The two elements of the gripper are produced from a conducting material, typically from treated steel but are electrically insulated from each other.
Once the cartridge (1) is in place in its cradle (17) and the process for extracting the negative has been initiated, the carriage (18) comes into contact with the cartridge (1) and thus forms a vise. Correlatively, the mandrel (19) comes into place in the region of the end of the spindle (2) of the cartridge.
Simultaneously, the carriage (10) is also imparted with a translational movement, so as to direct the gripper (8, 12) inside the gate (6) of said cartridge. When the gripper (8, 12) is inside the gate (6), the second element (8) is imparted with a pivoting movement about its spindle (13), coming into position in contact with said stationary element (12).

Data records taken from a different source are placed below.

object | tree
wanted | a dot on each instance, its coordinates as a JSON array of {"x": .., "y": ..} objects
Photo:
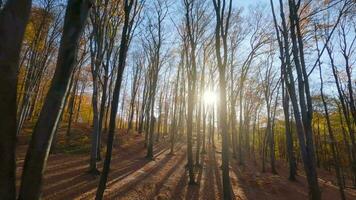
[
  {"x": 132, "y": 9},
  {"x": 13, "y": 19},
  {"x": 36, "y": 157},
  {"x": 221, "y": 31}
]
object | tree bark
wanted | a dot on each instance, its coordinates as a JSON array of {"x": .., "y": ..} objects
[
  {"x": 13, "y": 19},
  {"x": 36, "y": 157}
]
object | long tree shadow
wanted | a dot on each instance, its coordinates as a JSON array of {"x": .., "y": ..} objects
[
  {"x": 160, "y": 184},
  {"x": 122, "y": 166},
  {"x": 193, "y": 190},
  {"x": 209, "y": 180}
]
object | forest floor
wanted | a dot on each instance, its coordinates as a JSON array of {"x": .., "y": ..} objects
[{"x": 132, "y": 176}]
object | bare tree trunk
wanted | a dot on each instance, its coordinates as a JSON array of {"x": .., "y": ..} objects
[
  {"x": 130, "y": 13},
  {"x": 36, "y": 157},
  {"x": 221, "y": 31},
  {"x": 13, "y": 19}
]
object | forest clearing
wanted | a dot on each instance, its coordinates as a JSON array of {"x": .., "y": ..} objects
[{"x": 178, "y": 99}]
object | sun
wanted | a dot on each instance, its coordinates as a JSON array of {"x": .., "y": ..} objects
[{"x": 210, "y": 97}]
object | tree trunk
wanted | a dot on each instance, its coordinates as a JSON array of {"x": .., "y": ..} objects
[
  {"x": 36, "y": 157},
  {"x": 13, "y": 19}
]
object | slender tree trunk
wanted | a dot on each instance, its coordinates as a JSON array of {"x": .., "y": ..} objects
[
  {"x": 36, "y": 157},
  {"x": 13, "y": 19}
]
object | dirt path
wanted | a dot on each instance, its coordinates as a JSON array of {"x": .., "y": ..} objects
[{"x": 134, "y": 177}]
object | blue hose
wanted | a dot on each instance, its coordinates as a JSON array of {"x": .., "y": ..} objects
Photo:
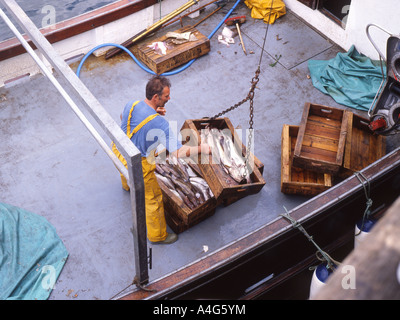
[{"x": 188, "y": 64}]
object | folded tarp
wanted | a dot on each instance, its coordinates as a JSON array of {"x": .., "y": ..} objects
[
  {"x": 31, "y": 255},
  {"x": 350, "y": 78}
]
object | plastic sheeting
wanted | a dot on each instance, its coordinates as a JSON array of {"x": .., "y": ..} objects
[
  {"x": 261, "y": 9},
  {"x": 31, "y": 255},
  {"x": 350, "y": 78}
]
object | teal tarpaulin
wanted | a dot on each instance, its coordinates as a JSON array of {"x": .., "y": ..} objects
[
  {"x": 31, "y": 255},
  {"x": 350, "y": 78}
]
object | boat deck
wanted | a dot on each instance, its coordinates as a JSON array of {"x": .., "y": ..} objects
[{"x": 51, "y": 165}]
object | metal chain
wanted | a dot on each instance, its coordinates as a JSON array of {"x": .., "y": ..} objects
[{"x": 250, "y": 97}]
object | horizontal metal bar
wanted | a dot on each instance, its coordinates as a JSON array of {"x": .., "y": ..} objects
[
  {"x": 65, "y": 95},
  {"x": 128, "y": 150}
]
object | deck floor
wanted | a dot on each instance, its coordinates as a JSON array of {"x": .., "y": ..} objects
[{"x": 51, "y": 165}]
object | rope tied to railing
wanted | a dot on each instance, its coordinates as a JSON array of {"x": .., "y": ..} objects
[
  {"x": 330, "y": 263},
  {"x": 367, "y": 190}
]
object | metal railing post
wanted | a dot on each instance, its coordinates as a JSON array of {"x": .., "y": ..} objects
[{"x": 134, "y": 173}]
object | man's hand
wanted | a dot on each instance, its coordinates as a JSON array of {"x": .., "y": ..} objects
[{"x": 161, "y": 111}]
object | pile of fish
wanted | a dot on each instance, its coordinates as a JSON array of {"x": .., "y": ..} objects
[
  {"x": 224, "y": 152},
  {"x": 177, "y": 175}
]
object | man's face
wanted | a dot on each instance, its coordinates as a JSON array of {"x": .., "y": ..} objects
[{"x": 162, "y": 99}]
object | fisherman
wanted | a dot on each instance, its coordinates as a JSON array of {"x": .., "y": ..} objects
[{"x": 142, "y": 122}]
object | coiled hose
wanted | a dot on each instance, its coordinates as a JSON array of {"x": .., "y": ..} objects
[{"x": 188, "y": 64}]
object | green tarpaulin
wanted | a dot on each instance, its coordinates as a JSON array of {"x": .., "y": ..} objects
[
  {"x": 31, "y": 255},
  {"x": 350, "y": 78}
]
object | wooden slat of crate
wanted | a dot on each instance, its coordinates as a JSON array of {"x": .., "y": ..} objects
[
  {"x": 176, "y": 55},
  {"x": 220, "y": 184},
  {"x": 296, "y": 180},
  {"x": 321, "y": 139},
  {"x": 363, "y": 147}
]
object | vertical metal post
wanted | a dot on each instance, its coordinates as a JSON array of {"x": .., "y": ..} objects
[{"x": 123, "y": 143}]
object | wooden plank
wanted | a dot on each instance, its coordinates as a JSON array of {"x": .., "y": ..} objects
[{"x": 221, "y": 184}]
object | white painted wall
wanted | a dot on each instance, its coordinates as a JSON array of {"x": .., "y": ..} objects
[
  {"x": 83, "y": 43},
  {"x": 384, "y": 13}
]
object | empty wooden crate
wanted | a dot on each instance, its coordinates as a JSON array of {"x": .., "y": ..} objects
[
  {"x": 179, "y": 214},
  {"x": 363, "y": 147},
  {"x": 321, "y": 139},
  {"x": 297, "y": 180}
]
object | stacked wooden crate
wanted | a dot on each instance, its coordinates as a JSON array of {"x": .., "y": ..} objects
[{"x": 329, "y": 143}]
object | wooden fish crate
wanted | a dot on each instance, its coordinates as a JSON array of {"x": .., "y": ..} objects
[
  {"x": 223, "y": 188},
  {"x": 176, "y": 55},
  {"x": 297, "y": 180},
  {"x": 321, "y": 139},
  {"x": 178, "y": 215},
  {"x": 363, "y": 147}
]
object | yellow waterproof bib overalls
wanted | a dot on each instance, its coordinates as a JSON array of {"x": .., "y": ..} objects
[{"x": 155, "y": 219}]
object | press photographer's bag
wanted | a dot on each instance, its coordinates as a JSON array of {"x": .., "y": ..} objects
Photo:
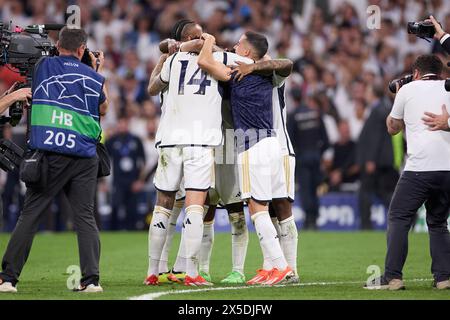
[{"x": 34, "y": 169}]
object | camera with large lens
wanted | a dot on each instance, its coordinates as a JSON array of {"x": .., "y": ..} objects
[
  {"x": 21, "y": 48},
  {"x": 87, "y": 59},
  {"x": 422, "y": 29},
  {"x": 401, "y": 82}
]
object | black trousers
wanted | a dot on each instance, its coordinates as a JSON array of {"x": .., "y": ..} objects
[
  {"x": 413, "y": 189},
  {"x": 123, "y": 196},
  {"x": 382, "y": 184},
  {"x": 77, "y": 177}
]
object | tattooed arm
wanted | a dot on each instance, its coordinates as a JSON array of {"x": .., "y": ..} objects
[
  {"x": 394, "y": 125},
  {"x": 156, "y": 84},
  {"x": 282, "y": 67}
]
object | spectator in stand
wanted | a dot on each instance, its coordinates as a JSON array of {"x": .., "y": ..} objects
[
  {"x": 128, "y": 161},
  {"x": 309, "y": 139},
  {"x": 343, "y": 170},
  {"x": 375, "y": 154}
]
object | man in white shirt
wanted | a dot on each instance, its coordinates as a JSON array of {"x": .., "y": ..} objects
[{"x": 426, "y": 178}]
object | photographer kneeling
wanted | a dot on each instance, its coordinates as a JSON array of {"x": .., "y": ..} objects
[
  {"x": 68, "y": 100},
  {"x": 426, "y": 178}
]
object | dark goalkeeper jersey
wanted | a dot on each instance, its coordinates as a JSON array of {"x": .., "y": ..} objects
[{"x": 251, "y": 105}]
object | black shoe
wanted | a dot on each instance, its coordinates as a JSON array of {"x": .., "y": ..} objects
[{"x": 382, "y": 283}]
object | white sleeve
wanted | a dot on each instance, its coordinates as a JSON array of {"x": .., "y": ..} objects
[
  {"x": 398, "y": 110},
  {"x": 165, "y": 71},
  {"x": 278, "y": 81},
  {"x": 218, "y": 56},
  {"x": 233, "y": 57}
]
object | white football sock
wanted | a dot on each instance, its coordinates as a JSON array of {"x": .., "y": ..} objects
[
  {"x": 239, "y": 240},
  {"x": 156, "y": 237},
  {"x": 206, "y": 247},
  {"x": 268, "y": 239},
  {"x": 163, "y": 264},
  {"x": 193, "y": 231},
  {"x": 180, "y": 262},
  {"x": 276, "y": 224},
  {"x": 288, "y": 241}
]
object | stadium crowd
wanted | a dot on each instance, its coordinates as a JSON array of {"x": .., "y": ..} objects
[{"x": 338, "y": 98}]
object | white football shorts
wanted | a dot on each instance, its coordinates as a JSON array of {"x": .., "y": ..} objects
[{"x": 261, "y": 175}]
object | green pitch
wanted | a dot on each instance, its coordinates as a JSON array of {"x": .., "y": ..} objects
[{"x": 331, "y": 266}]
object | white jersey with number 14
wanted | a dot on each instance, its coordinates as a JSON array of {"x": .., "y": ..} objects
[{"x": 193, "y": 106}]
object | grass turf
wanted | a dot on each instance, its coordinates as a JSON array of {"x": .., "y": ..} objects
[{"x": 323, "y": 257}]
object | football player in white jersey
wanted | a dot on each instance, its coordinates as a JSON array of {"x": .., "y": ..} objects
[
  {"x": 194, "y": 110},
  {"x": 260, "y": 173}
]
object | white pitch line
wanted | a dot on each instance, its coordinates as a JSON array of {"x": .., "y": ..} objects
[{"x": 156, "y": 295}]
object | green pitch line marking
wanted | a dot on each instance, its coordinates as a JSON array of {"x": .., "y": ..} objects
[{"x": 156, "y": 295}]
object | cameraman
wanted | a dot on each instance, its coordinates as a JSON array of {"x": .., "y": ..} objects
[
  {"x": 68, "y": 100},
  {"x": 426, "y": 178}
]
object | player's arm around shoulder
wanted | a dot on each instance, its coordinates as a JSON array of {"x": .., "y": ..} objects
[
  {"x": 207, "y": 63},
  {"x": 279, "y": 67}
]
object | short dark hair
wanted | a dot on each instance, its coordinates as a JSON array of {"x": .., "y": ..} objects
[
  {"x": 258, "y": 42},
  {"x": 181, "y": 29},
  {"x": 428, "y": 63},
  {"x": 71, "y": 38}
]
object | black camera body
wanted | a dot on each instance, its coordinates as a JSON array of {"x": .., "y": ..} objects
[
  {"x": 422, "y": 29},
  {"x": 86, "y": 58},
  {"x": 401, "y": 82},
  {"x": 22, "y": 48},
  {"x": 11, "y": 155}
]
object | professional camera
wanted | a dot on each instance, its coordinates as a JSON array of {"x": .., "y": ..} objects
[
  {"x": 401, "y": 82},
  {"x": 10, "y": 155},
  {"x": 22, "y": 48},
  {"x": 422, "y": 29},
  {"x": 86, "y": 58}
]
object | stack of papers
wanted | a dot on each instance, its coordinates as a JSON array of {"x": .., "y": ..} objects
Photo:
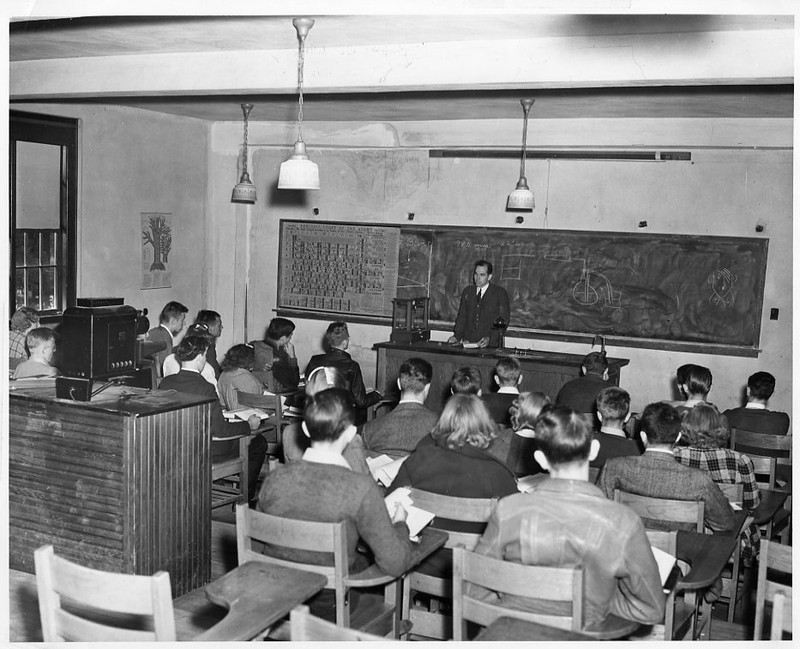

If there is electrical contact between the two elements (8 and 12) of the gripper, that indicates that the leader (4) of the negative film (3) has not been gripped between these two elements. Consequently, the gripper reopens and, in the region of the mandrel (19), the spindle (2) is made to rotate in one direction or the other by about a quarter of a turn. The selection of the direction of rotation of the mandrel (19) is carried out by the detection of overintensity. In fact, if the mandrel (19) tends to give rise to a rotation of the rotation spindle (2) of the cartridge (1) in an inappropriate direction, for example, in a clockwise direction, for the diagram represented in FIG. 1, the leader (4) will brake the rotation and as a result an overintensity in the region of the drive motor of the mandrel (19) will occur. This overintensity is immediately detected, and gives rise to the rotation of the mandrel (19) in the other direction, by a quarter of a turn.
Once this quarter of a turn has been carried out, (the gripper having been previously reopened into the position of FIG. 2, whilst being held inside the gate and the cartridge) the second element (8) again undergoes a pivoting movement and closes on the stationary part (12) once again.
A new detection of the electrical contact takes place and in its absence, the negative film (3) acting as insulator, the gripper (8, 12) is held closed and the carriage (10) undergoes a new translational movement extracting the leader (4), and thus the negative film (3) from the cartridge (1) as represented in FIG. 4.
During the extraction, the rotation of the spindle (2) of the cartridge is made possible by the torque limiter relative to the mandrel (19).
Needless to say another system for detecting the correct grasping of the negative film may be provided, such as for example an optical cell. Furthermore, such a cell can be provided in the region of the immediate exit from the stationary gate of the cartridge (1), intended to detect the perforations (22) of the negative film (3), in order to give rise to the extraction of the negative film correlatively to the cutting off of the leader (4), especially between two perforations.
The disengagement of the system (18, 19) for driving the cartridge in rotation, and the release of the latter by the vise constituted by the carriage (18), thus takes place.
Moreover, it should be emphasized that the various translational movements, both of the carriage (18) and of the carriage (10), and the rotational movement of the gripper (12) are correlated to each other and managed and controlled for example by a program on microcomputer for example.
In this way it can be conceived that such a device proves completely suitable:
both in the context of an apparatus specific to this operation (autonomous and complementary equipment for a "photofinishing" installation, that is to say for the development and printing of any photographic films);
and in the context of an automatic installation for developing and printing photographic prints, in which it is sufficient simply to position the film cartridge in the cradle (17) manually or by automatically starting up the device, to obtain prints, after a few moments, no longer having to worry about any of the developing and printing stages of the negative film. Taking account of the use of purely mechanical and/or electrical phenomena, the reliability of such a device is considerably increased.